Lovers of old-style country music will gather together this month to recreate the golden age of country radio.

Singer-songwriter Kim Beggs and music fest organizer Dale Harnish have rustled up country and folk musicians from inside and outside the Yukon for two Grand Ole Northern Opry concert performances on Dec. 20 and 21 at the Yukon Arts Centre.

“The beautiful thing about country music is it tends to take a much simpler form in musical chord progressions and arrangement,” Beggs says. “It’s the most powerful way to record a story and have it kept alive. So in terms of old time music, I think it’s some of the most powerful because it’s the simplest. The chords aren’t complicated and people are always drawn to them… It talks to the strings of your heartbeat.”

Dale Harnish agrees. Old-style country music has a charm that’s missing in new country.

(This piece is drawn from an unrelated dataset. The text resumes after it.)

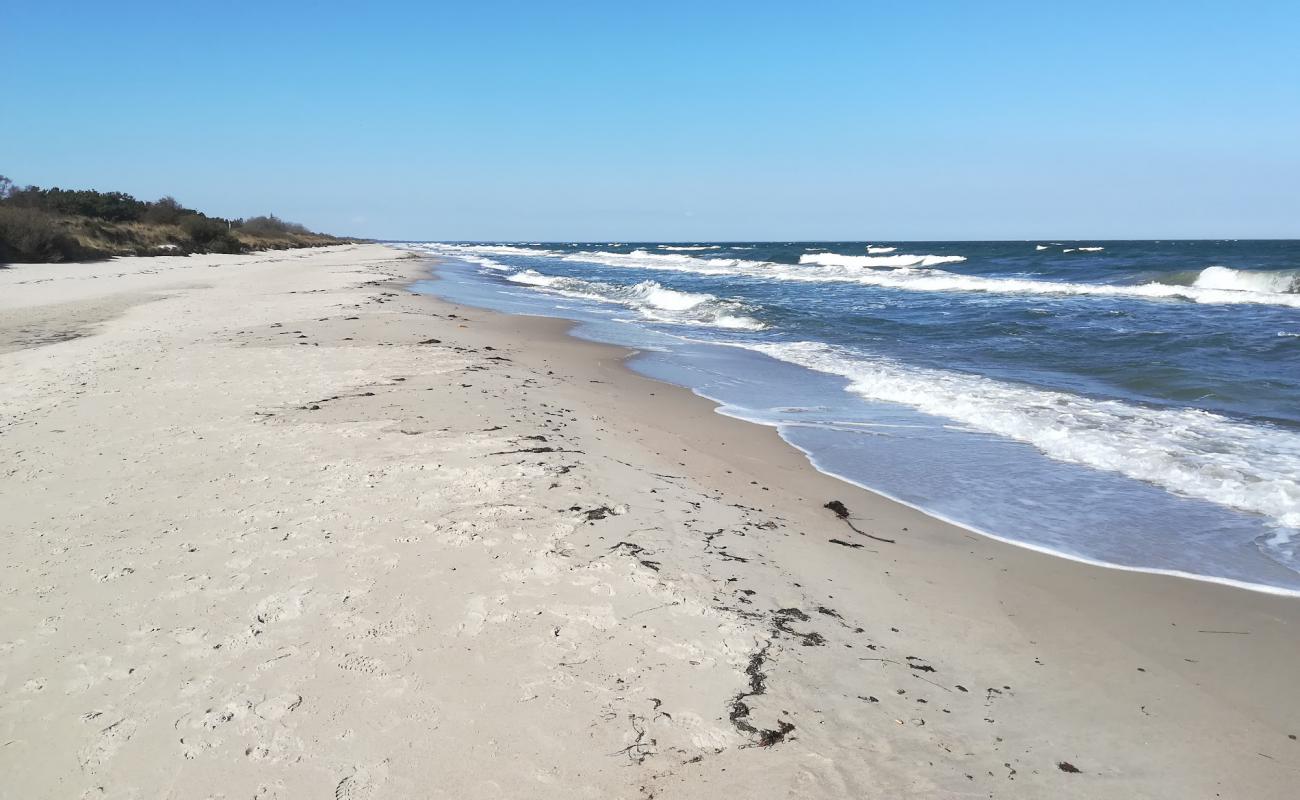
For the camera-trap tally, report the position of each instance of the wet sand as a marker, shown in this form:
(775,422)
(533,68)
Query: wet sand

“I listen to old radio shows, from the 1930s, 40s and 50s online,” Harnish says. “What is considered ‘new country’ music is not my friend. I like old country-western music. And this night is an homage to that.”

The Grand Ole Northern Opry will feature a house band, which is the Juno Award winning Opry Band Ensemble, led by Bob Hamilton and comprised of some of the Yukon’s best musicians. It will also showcase emerging and established musicians from across the Yukon and B.C., two-stepping country dancers and Texas-born Yukoner Jerome Stueart as MC.

The Yukon and B.C. performers hail from several different communities and backgrounds including First Nations, Anglophone and Francophone. Among them are Kevin Barr from Craig Lake and Carcross, Sally Lutchman, Art Johns and Nola Lamken from Tagish and Skagway, Brandon Isaac and Clint Carpentier from Whitehorse, Ecka Janus from Dawson; and Jasmine Netsena from Telegraph Creek, B.C.

“There will be a constant turnover of musicians,” Harnish says. “Each performer will get a couple of songs… There will be country dancers, country music, country dress – literally stepping into an old radio show.”

Grand Ole Opry veteran and Grammy Award winner Laurie Lewis and Tom Rozum, from San Francisco, are headlining the show.

“Laurie’s a pretty heavy hitter,” Kim Beggs says. “She’s never been to the Yukon before, but I think it’s going to fit her perfectly. She’s got a dark edge like a lot of Yukoners.”

In addition to the concerts, Beggs and Harnish will use the Northern Opry project to foster relationships between emerging and established artists through a two-day camp on Dec. 16 and 17, followed by the concerts.

At the camp, emerging artists will be assigned mentors, including Kim Barlow, Dave Haddock, Nicole Edwards and Natalie Edelson.

“They’ll each be mentoring different aspects,” Beggs explains. “Everyone has their strength. It might be performance, it might be about the music biz or it might be about song writing. Or it might be about singing. Or it might be about expression.”

The idea is to create a supportive environment where songwriters can receive feedback from their peers, which, Beggs says is the most important feedback.

“We’re bringing artists from the outlying communities and setting up connections, so they can maintain contact,” Beggs says. “Above all — even above talent — in order for people to be able to continue, their networking friendship is more important than anything.”

In addition, songwriters have been commissioned to create new songs to be performed by other artists at the show. Songwriters include Diyet from Burwash Landing, Gordie Tentrees and Helene Beaulieau from Whitehorse and Manfred Jansen from Marsh Lake.

Beggs, drawing on her extensive song writing career, says that this is one of the challenges for the songwriters: writing songs to be performed by others.

“All songwriters, for the most part, we write what we’re comfortable with and we can push our envelope where we want to and we go exactly where we want to,” Beggs says. “But when you’re writing for someone else it’s a totally different thing.”

In this way, Beggs and Harnish hope to create new music for the ages, which can be spread from one generation to the next.

Beggs and Harnish plan for the Northern Opry Project to run camps and performances again next year, so they encourage artists to apply online at www.northernopryproject.com.

The Grand Ole Northern Opry concerts take place on Dec. 20and 21 at the Yukon Arts Centre (the show is filling the slot once held by The Longest Night). The concerts begin at 8 p.m. Tickets are $35 for adults; $25 for seniors and youth 18 years old and under.